Doğumunun 100. Yılında Tarık Buğra’yı çeşitli yönleriyle anlama ve anlatma çabasının bir ürünü olarak kitaplaşan bu çalışma, dil hassasiyeti ve edebiyata sadakatini hiçbir zaman kaybetmeyen bir yazarı gelecek kuşaklara tanıtma iddiası taşımaktadır.
İnsanın düşünce gücünü tahrik ederek onu düşünmeye zorlamak amacıyla yazdığını söyleyen Tarık Buğra’nın temel meselesi, eşref-i mahlûkat kabul ettiği insana, büyüklüğünü anlatmaktır.

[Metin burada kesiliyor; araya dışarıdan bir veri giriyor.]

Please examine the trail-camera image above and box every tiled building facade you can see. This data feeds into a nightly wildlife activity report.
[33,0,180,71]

Bu sebeple Türk edebiyatında yerli ve millî bir damarın güçlenmesinde olduğu kadar, yerelden evrensele ulaşan bir bakış açısıyla, Türkiye’nin hafızası olarak nitelenebilecek eserler kaleme alırken aynı zamanda insanın bireyleşme ve ruhsal büyüme sürecinin aşamalarını iç dünyanın zenginliğinden yola çıkarak anlatır.
Hikâye ile başlayan yazarlık sürecini roman, tiyatro, deneme, gezi yazısı ve fıkra gibi farklı türlerle çeşitlendiren Tarık Buğra, kurguladığı özgün vakaları, ezberleri bozan karakterleri ve okuyucusuna her dönemde söyleyecek sözü olan metinleriyle Türk edebiyatının klasikleri arasında yer almıştır.